Note that small objects such as atoms and small integers have a size 0. Space is allocated for floats, large integers, strings and compound terms.

Source variant(@Term1, @Term2) is semidet
Same as SWI-Prolog Term1 =@= Term2.
Source subsumes_chk(@Generic, @Specific)
True if Generic can be made equivalent to Specific without changing Specific.
deprecated
- Replace by subsumes_term/2.
Source subsumes(+Generic, @Specific)
True if Generic is unified to Specific without changing Specific.
deprecated
- It turns out that calls to this predicate almost always should have used subsumes_term/2. Also the name is misleading.

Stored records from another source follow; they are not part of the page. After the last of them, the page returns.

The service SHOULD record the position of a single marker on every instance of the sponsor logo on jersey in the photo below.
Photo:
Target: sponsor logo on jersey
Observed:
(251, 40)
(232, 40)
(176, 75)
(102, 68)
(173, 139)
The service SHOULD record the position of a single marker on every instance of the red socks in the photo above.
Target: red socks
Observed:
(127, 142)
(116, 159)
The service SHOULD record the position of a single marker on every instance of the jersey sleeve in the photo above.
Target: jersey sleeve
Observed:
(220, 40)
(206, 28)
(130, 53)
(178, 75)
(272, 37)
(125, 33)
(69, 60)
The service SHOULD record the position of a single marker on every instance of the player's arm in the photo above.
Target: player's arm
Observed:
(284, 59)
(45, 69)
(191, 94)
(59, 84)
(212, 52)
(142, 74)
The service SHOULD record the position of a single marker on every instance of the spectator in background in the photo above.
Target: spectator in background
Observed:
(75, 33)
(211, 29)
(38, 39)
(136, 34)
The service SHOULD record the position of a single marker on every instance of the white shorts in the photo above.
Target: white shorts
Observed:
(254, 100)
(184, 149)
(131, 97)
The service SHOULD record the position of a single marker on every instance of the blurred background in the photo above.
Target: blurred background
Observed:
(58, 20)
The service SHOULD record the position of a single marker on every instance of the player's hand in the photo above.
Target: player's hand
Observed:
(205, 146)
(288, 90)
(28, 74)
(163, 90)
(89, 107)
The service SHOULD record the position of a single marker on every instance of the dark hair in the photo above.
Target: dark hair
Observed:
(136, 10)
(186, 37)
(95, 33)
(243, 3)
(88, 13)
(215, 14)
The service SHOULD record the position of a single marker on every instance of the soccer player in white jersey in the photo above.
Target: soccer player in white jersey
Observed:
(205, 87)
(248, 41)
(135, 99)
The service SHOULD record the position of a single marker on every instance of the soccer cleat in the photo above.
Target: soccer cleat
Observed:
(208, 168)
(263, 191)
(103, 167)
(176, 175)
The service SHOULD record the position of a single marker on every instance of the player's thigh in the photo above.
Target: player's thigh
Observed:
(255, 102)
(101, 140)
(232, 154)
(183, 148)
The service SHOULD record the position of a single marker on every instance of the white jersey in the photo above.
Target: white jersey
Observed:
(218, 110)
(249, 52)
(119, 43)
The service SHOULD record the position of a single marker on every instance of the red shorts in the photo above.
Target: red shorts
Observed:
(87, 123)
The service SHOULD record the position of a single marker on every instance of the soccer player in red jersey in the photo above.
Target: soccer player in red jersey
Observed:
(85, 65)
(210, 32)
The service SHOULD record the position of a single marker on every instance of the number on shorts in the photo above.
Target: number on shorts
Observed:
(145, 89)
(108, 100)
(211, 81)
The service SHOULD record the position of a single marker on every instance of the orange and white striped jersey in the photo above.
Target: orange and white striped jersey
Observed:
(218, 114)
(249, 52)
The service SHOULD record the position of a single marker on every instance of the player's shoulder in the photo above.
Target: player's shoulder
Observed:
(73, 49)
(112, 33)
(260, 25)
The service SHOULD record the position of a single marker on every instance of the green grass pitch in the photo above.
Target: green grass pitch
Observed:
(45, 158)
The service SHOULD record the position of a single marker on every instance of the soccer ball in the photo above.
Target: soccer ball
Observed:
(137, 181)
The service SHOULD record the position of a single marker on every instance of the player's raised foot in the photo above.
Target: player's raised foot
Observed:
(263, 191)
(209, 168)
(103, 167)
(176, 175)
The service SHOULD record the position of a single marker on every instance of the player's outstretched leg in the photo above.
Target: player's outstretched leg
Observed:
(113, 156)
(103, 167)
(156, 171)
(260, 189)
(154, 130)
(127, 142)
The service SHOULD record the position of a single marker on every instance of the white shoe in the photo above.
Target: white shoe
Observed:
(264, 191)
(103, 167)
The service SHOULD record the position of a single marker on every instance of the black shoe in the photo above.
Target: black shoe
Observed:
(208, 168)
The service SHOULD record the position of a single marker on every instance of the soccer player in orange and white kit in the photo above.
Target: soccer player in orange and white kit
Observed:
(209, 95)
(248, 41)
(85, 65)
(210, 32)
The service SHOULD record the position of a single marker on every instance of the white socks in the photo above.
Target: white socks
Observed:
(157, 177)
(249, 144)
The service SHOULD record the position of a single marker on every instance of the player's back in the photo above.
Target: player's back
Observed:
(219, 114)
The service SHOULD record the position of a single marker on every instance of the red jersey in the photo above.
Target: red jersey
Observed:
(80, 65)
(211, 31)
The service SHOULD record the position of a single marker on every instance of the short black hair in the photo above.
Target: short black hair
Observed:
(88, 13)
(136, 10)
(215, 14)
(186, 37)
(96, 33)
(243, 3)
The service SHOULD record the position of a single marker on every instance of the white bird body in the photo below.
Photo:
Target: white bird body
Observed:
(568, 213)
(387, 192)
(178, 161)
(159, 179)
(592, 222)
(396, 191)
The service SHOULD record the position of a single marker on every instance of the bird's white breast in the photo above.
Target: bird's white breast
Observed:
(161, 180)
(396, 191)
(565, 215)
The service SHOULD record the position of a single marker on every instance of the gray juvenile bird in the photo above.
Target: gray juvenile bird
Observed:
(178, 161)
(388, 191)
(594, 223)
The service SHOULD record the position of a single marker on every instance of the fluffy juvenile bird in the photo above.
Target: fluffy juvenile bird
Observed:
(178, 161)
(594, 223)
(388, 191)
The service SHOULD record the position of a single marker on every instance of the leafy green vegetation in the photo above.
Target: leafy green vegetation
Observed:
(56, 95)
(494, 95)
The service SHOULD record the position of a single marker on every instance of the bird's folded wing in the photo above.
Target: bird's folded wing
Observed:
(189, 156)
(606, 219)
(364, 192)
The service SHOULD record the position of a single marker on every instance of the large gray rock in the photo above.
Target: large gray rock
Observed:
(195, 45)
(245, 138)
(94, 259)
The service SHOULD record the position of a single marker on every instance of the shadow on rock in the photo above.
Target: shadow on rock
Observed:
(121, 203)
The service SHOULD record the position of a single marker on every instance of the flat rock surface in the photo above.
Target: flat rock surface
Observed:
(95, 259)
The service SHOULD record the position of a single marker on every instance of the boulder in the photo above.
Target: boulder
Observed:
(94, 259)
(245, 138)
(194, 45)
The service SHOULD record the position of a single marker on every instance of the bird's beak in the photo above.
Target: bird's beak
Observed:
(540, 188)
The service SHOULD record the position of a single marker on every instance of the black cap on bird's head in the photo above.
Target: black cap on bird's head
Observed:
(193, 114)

In case this is really needed, one is adviced to follow subsumes_term/2 with an explicit unification.
Source term_subsumer(+Special1, +Special2, -General) is det
General is the most specific term that is a generalisation of Special1 and Special2. The implementation can handle cyclic terms.
author
- Inspired by LOGIC.PRO by Stephen Muggleton
Compatibility
- SICStus
Source lgg_safe(+S1, +S2, -G, +Map0, -Map) is det[private]
Cycle-safe version of the above. The difference is that we insert compounds into the mapping table and check the mapping table before going into a compound.
Source term_factorized(+Term, -Skeleton, -Substiution)
Is true when Skeleton is Term where all subterms that appear multiple times are replaced by a variable and Substitution is a list of Var=Value that provides the subterm at the location Var. I.e., After unifying all substitutions in Substiutions, Term == Skeleton. Term may be cyclic. For example: 
?- X = a(X), term_factorized(b(X,X), Y, S).
Y = b(_G255, _G255),
S = [_G255=a(_G255)].
Source mapargs(:Goal, ?Term1, ?Term2)
Term1 and Term2 have the same functor (name/arity) and for each matching pair of arguments call(Goal, A1, A2) is true.
Source mapsubterms(:Goal, +Term1, -Term2) is det
Recursively map sub terms of Term1 into subterms of Term2 for every pair for which call(Goal, ST1, ST2) succeeds. Procedurably, the mapping for each (sub) term pair T1/T2 is defined as:
  • If T1 is a variable, Unify T2 with T1.
  • If call(Goal, T1, T2) succeeds we are done. Note that the mapping does not continue in T2. If this is desired, Goal must call mapsubterms/3 explicitly as part of it conversion.
  • If T1 is a dict, map all values, i.e., the tag and keys are left untouched.
  • If T1 is a list, map all elements, i.e., the list structure is left untouched.
  • If T1 is a compound, use same_functor/3 to instantiate T2 and recurse over the term arguments left to right.
  • Otherwise T2 is unified with T1.
Source same_functor(?Term1, ?Term2) is semidet
Source same_functor(?Term1, ?Term2, -Arity) is semidet
Source same_functor(?Term1, ?Term2, ?Name, ?Arity) is semidet
True when Term1 and Term2 are terms that have the same functor (Name/Arity). The arguments must be sufficiently instantiated, which means either Term1 or Term2 must be bound or both Name and Arity must be bound.

If Arity is 0, Term1 and Term2 are unified with Name for compatibility.

Compatibility
- SICStus

Undocumented predicates

The following predicates are exported, but not or incorrectly documented.

 term_hash(Arg1, Arg2)
 term_hash(Arg1, Arg2, Arg3, Arg4)
 cyclic_term(Arg1)
 term_variables(Arg1, Arg2, Arg3)